The Roots of Codependency

During a question-and-answer period at the end of one of my
childrearing workshops, a participant sheepishly admitted that he was
envious of all the attention children had received in the workshop.  I asked
what his childhood was like, and he responded that he had a perfect
childhood–his parents gave him everything he wanted.  When he asked for
something special to eat, they got it for him.  He could have friends over
whenever he wanted, and whenever he felt like going somewhere, they arranged for it. So he couldn’t understand why he was feeling as he did.

 
“I see,” I replied thoughtfully. “It sounds as though you had quite
a deprived childhood.  No wonder you’re jealous of the children we’ve been
talking about and wish you were one of them.”

 
My answer perplexed him, so I explained that it appeared as though his
parents had disempowered him by providing for his every whim. In effect,
they disconnected him from the means and ends of his own existence.  The
result is that he became a passive receptor, which did not give him the
opportunity to learn how to meet his own needs. In fact, he probably often
didn’t know his needs well enough to meet them, because he was catered to
before he was allowed to fully experience his yearning. So now as an adult,
he is left feeling needy and incapable of meeting those needs–when he can even
recognize them.

 
I’d be surprised, I told him, if he wasn’t yearning for the comfort
and security of his childhood.  Yet, I went on, it’s the last thing he
needed now–he needed to feel just what he was feeling so that he could
connect with his yearnings and learn how to fulfill them.  In the workshop,
we explored how children become self-actualized and develop the tools to
provide for themselves and others by experiencing discomfort. For it is in
discomfort that children find the passion and motivation to become engaged
in the processes that bring them comfort and self-knowing.

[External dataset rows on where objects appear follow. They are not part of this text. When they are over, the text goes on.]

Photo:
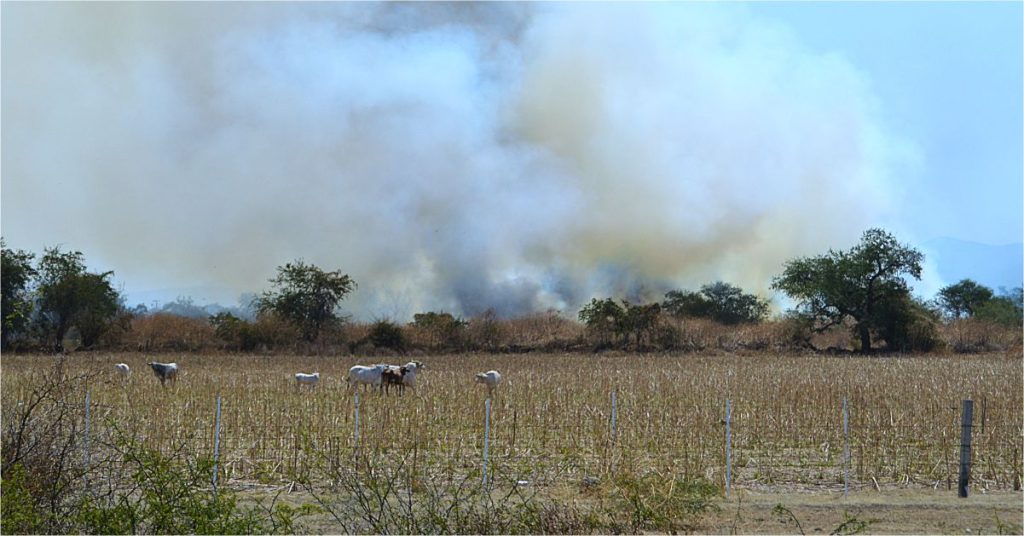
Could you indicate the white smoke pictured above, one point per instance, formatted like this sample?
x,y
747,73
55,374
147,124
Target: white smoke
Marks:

2 Replies to “The Roots of Codependency”

  1. Hi there and thanks for the writing tamarack. I have a couple of awarenesses to add for the readers. Depending on the age of the child it can in my opinion actually be very beneficial to meet the needs of a child quickly. Speaking of the first 3 years including gestation we need to prevent children from feeling helpless if their caretakers do not respond to the subtle communication they use to get their needs met. In this age this means survival. And if repeatedly this experience is made (birth being forced by medication, screaming being unanswered, etc..) the body and every little cell get an imprint that says: “my needs will not get met and it is not worth it being alive.” Than as an adult we need others to bring sense and fullfilment to our lives. When i read about the envy of your workshop participant i have another hunch. Usually pain and also jealousy is triggered when i see something i would have wish to have when i was a child. Now in this case it is about getting attention. It seems to me that the parents might have provided for a lot of material freedom but because that is how they have learned to give attention. Maybe though it did not fullfill the core need of the child to be seen and emotionally connected with a parent that is really present and loving. Instead love was expressed by cooking special food or being really generous. It was the same for me when i was a baby. My mother provided with everything she thought i needed: fresh diaper, a dummy and my own bed. From her perspective i had everything i needed. But i kept screaming. Why? Because she was not emotionally present with me, allowing body contact, cuddling and breast feeding. She did not know, that these were my real needs. Now a days she still thinks, she needs to cook a special meal when i come to visit, but it is so hard for her to hug me in a really loving way. Guess why? It hadn´t been given to her either by her own parents. Co-dependency is the continual search for the fulfillment of our unmet needs when we needed them the most, as a baby. Back than it was a matter of survival and this imprint can be so deep that it also runs our adult life.

    1. Greetings Bastian,

      I appreciate the awarenesses–they’re right on. I’d especially like to echo what you said about the needs of a child under three being about survival, from his/her perspective. And I like your definition of codependency–it not only points right to the source of the behavior, but it shows how vitally important nurturing presence is in those first years of a child’s life.